The spatial and temporal patterns of gene transcription are determined by regulatory networks composed of groups of transcription factors (TFs) interacting with clusters of DNA binding sites known as cis-regulatory modules (CRMs). Computational analysis of evolutionarily-conserved TF DNA binding sites is commonly used to predict and analyze CRMs within genomes. These approaches have been limited by the relatively small numbers of TFs with high quality data describing their DNA binding specificity.
The FlyFactorSurvey database summarizes a project using the bacterial one-hybrid method to systematically describe the binding site preferences of transcription factors in Drosophila melanogaster. This effort is a collaboration between the laboratories of Michael Brodsky and Scot Wolfe at the University of Massachusetts Medical School and has been funded by the National Human Genome Research Institute. We have previously described DNA binding specificities for Drosophila homeodomain proteins (Noyes et al., Cell 2008 ) and for TFs that regulate anterior-posterior patterning in the embryo (Noyes et al., N.A.R., 2008 ). We have recently extended this with a large analysis of Cys2His2 Zinc Finger proteins (Enuameh et al. Genome Research 2013), which includes the analysis of a number of alternative splice isoforms that produce TFs with different specificity from the same locus. FlyFactorSurvey provides a searchable database of the DNA binding specificity data from our studies and from other groups using DNase I or SELEX methods. The bacterial one-hybrid binding site data can also be downloaded here.

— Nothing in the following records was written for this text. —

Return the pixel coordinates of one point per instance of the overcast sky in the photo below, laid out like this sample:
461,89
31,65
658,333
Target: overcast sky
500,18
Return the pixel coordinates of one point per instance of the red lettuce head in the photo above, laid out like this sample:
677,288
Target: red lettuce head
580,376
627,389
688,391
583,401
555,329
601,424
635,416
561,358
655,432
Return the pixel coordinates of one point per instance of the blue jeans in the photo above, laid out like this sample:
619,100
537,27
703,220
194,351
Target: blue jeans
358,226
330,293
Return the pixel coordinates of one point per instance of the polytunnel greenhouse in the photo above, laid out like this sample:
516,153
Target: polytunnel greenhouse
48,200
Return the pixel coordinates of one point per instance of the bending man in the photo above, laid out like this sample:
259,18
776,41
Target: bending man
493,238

The database currently contains:
Tools to search genomic sequences for occurrences of these TF binding sites have been developed by our collaborator, Saurabh Sinha at University of Illinois, Urbana-Champaign.Genome Surveyor displays tracts of DNA binding site frequencies along any region of the Drosophila genome using the Gbrowse viewer. The Windowfit analysis program displays the distribution of individual TF binding sites on a DNA segment entered by the user. Tools to predict the specificity of homeodomains in other species based on our dataset have been developed in collaboration with Gary Stormo at Washington University in St. Louis.
We will continue to characterize the specificities of Drosophila factors and to work with our collaborators to develop and improve tools that allow the research community to predict the regulatory function of fly TFs and to build predictive models for TF binding specificity in other species.